Single-Atom MnN<sub>5</sub> Catalytic Sites Enable Efficient Peroxymonosulfate Activation by Forming Highly Reactive Mn(IV)–Oxo Species
Jie Miao, Jian Song, Junyu Lang, Yuan Zhu, Jie Dai, Yan Wei, Mingce Long, Zongping Shao, Baoxue Zhou, Pedro J. J. Alvarez, Lizhi Zhang
Abstract
Four-nitrogen-coordinated transitional metal (MN 4 ) configurations in single-atom catalysts (SACs) are broadly recognized as the most efficient active sites in peroxymonosulfate (PMS)-based advanced oxidation processes.
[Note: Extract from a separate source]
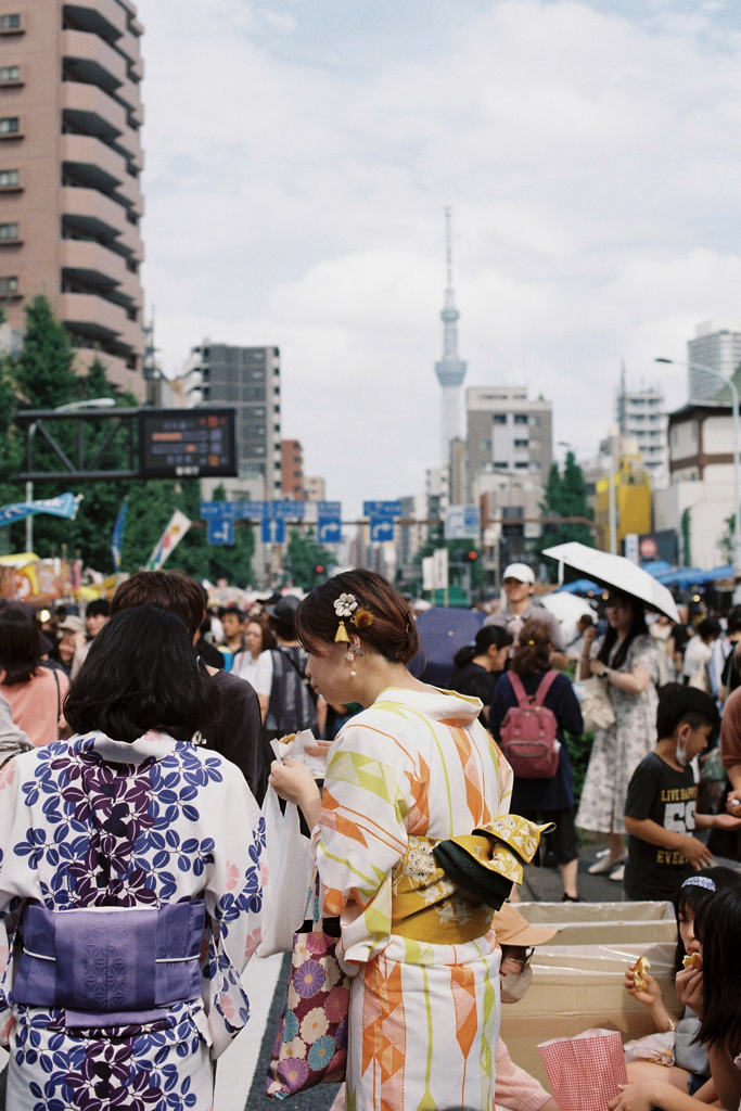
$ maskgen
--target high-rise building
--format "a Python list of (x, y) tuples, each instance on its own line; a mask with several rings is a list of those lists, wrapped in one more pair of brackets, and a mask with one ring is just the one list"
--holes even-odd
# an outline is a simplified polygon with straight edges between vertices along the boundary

However, SACs with a coordination number higher than four are rarely explored, which represents a fundamental missed opportunity for coordination chemistry to boost PMS activation and degradation of recalcitrant organic pollutants. We experimentally and theoretically demonstrate here that five-nitrogen-coordinated Mn (MnN 5 ) sites more effectively activate PMS than MnN 4 sites, by facilitating the cleavage of the O–O bond into high-valent Mn(IV)–oxo species with nearly 100% selectivity. The high activity of MnN 5 was discerned to be due to the formation of higher-spin-state N 5 Mn(IV)═O species, which enable efficient two-electron transfer from organics to Mn sites through a lower-energy-barrier pathway. Overall, this work demonstrates the importance of high coordination numbers in SACs for efficient PMS activation and informs the design of next-generation environmental catalysts.